Interface FieldProcessor

All Superinterfaces:
com.oracle.labs.mlrg.olcut.config.Configurable, com.oracle.labs.mlrg.olcut.provenance.Provenancable<com.oracle.labs.mlrg.olcut.provenance.ConfiguredObjectProvenance>
All Known Implementing Classes:
DateFieldProcessor, DoubleFieldProcessor, IdentityProcessor, RegexFieldProcessor, TextFieldProcessor

public interface FieldProcessor extends com.oracle.labs.mlrg.olcut.config.Configurable, com.oracle.labs.mlrg.olcut.provenance.Provenancable<com.oracle.labs.mlrg.olcut.provenance.ConfiguredObjectProvenance>
An interface for things that process the columns in a data set.
  • Nested Class Summary

    Nested Classes
    Modifier and Type
    Interface
    Description
    static enum 
    The types of generated features.
  • Field Summary

    Fields
    Modifier and Type
    Field
    Description
    static final String
    The namespacing separator.
  • Method Summary

    Modifier and Type
    Method
    Description
    copy(String newFieldName)
    Returns a copy of this FieldProcessor bound to the supplied newFieldName.
    Returns the feature type this FieldProcessor generates.
    Gets the field name this FieldProcessor uses.
    default int
    Binarised categoricals can be namespaced, where the field name is appended with "#<non-negative-int>" to denote the namespace.
    process(String value)
    Processes the field value and generates a (possibly empty) list of ColumnarFeatures.

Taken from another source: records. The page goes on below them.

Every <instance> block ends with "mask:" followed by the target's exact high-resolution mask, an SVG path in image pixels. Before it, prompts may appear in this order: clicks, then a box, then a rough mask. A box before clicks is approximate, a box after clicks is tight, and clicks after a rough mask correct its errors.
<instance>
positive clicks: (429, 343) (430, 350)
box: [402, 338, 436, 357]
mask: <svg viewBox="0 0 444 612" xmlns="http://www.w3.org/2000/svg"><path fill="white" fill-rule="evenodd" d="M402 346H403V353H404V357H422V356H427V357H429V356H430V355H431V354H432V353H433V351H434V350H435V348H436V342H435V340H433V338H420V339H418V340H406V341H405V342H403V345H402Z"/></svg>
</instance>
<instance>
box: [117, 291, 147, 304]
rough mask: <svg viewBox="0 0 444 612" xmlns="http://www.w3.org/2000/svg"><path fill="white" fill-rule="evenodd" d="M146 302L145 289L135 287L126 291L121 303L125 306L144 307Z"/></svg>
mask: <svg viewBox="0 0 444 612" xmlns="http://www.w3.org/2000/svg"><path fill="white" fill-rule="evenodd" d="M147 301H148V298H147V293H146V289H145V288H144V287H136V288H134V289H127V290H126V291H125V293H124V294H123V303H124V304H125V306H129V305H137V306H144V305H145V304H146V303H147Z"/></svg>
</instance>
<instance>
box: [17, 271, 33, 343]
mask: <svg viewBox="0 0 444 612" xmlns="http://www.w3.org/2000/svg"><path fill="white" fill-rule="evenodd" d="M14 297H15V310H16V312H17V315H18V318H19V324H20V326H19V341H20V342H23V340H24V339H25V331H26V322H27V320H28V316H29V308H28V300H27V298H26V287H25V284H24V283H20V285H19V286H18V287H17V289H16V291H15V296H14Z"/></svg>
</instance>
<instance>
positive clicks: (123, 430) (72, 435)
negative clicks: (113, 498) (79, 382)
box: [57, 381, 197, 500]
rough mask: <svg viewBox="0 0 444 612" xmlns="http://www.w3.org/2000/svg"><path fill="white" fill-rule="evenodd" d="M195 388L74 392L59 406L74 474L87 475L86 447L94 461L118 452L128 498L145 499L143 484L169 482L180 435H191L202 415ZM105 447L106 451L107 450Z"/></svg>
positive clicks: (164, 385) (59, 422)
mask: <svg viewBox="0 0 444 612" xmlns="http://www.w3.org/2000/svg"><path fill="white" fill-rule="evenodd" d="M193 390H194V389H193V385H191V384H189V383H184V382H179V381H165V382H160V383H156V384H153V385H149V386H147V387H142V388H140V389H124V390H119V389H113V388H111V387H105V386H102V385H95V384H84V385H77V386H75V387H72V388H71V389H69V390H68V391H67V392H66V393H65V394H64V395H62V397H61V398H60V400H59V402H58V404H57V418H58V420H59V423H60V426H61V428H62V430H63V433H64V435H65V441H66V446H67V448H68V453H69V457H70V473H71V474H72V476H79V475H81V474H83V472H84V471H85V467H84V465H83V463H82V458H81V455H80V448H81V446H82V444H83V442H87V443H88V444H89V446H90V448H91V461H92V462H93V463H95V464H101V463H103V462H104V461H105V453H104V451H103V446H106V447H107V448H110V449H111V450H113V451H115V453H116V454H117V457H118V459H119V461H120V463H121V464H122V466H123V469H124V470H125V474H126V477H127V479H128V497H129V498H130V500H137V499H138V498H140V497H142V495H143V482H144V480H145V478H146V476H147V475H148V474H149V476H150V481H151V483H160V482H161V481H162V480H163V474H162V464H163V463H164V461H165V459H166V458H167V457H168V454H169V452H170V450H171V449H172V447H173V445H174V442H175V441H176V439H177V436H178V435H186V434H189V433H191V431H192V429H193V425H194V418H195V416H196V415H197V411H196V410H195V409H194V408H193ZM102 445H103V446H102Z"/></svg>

    Methods inherited from interface com.oracle.labs.mlrg.olcut.config.Configurable

    postConfig

    Methods inherited from interface com.oracle.labs.mlrg.olcut.provenance.Provenancable

    getProvenance
  • Field Details

  • Method Details

    • getFieldName

      String getFieldName()
      Gets the field name this FieldProcessor uses.
      Returns:
      The field name.
    • process

      List<ColumnarFeature> process(String value)
      Processes the field value and generates a (possibly empty) list of ColumnarFeatures.
      Parameters:
      value - The field value to process.
      Returns:
      A list of ColumnarFeatures.
    • getFeatureType

      Returns the feature type this FieldProcessor generates.
      Returns:
      The feature type.
    • getNumNamespaces

      default int getNumNamespaces()
      Binarised categoricals can be namespaced, where the field name is appended with "#<non-negative-int>" to denote the namespace. This allows one FieldProcessor to emit multiple binarised categoricals from the same field value, provided each emitted feature is in a different namespace. Without this guarantee it's impossible to recover the original categorical distribution before binarisation. If there is only a single namespace, it is omitted from the feature name.
      Returns:
      The number of namespaces.
    • copy

      FieldProcessor copy(String newFieldName)
      Returns a copy of this FieldProcessor bound to the supplied newFieldName.
      Parameters:
      newFieldName - The new field name for the copy.
      Returns:
      A copy of this FieldProcessor.